The complainers will complain no matter what the price is. - by rich34232
I would say size of sale isn't always about the price or complexity but is always about perceived risk. Have you ever seen a child in a candy store agonize over which piece of candy to buy yet watch a wealthy individual walk into an automobile dealership and buy the most expensive vehicle on the showroom without batting an eye?
Perceived risk influences buying behavior. There are no two ways about it. - by Houston
In the printing world price matters quite a bit. There are so many ways to get a job done that whoever has the best price usually gets the job. And competition doesn't help either.
Printers who can turn a job faster than the rest can usually land a job at a higher price.

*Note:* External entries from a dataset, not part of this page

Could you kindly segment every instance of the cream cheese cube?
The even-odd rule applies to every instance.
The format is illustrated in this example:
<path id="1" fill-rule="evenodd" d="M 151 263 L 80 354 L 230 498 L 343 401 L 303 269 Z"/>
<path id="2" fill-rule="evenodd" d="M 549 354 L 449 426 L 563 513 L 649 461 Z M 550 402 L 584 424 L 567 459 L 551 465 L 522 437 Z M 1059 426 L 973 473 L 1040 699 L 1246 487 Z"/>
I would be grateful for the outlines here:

At my place we try to focus on quality and craftsmanship but it is tempting to cut prices to land jobs......something I've had to do more than once. - by Thufir
Perceived risk influences buying behavior.
RISK can be a significant deterrent to a decision, no doubt about it. And I do not want to use the words "but" or "however" after such a statement - meaning this comment by Houston stands on its own.
Really, the personalty of the buyer is most often the dominate factor in a sales regardless of size. Houston made this point using the example of the child agonizing over getting candy they will like.
Small decision, huge to the child. But would it be to every child? I think not.
That one child is an excellent way to prove that people's characteristics, there very core - what makes them tick - this is what influences buying behaviour.
Middle managers are very often afraid to make a mistake. But not all of them - after all, one must become a CEO one day (a person who can truly make decisions, regardless of implications).
Next Friday I travel with the CEO of an industrial process improvement firm ... they bill for labor at $10,000 a man-week, usually two but often four engineers on a prokject at once. In otehr words, this is a decision that costs $20,000 to $40,000 weekly for 12 to 20 weeks. A total cost of $400,000 on average.
Big decision, no?
And yet, he can tell you, he does small jobs too and the decision is sometimes harder to get from the business owner at that level than from an EVP/SVP of Operations/Manufacturing.
Smaller business grow, sometimes in to monsters. So it is not valiud to say "Well, they are small and have to watch their money" Or; "The have poverty consciouness on a business level."
The person at the helm of a business can either make that decision easily or they can't. And if they can they are likely to be more successful, though this is obviuousely not always true.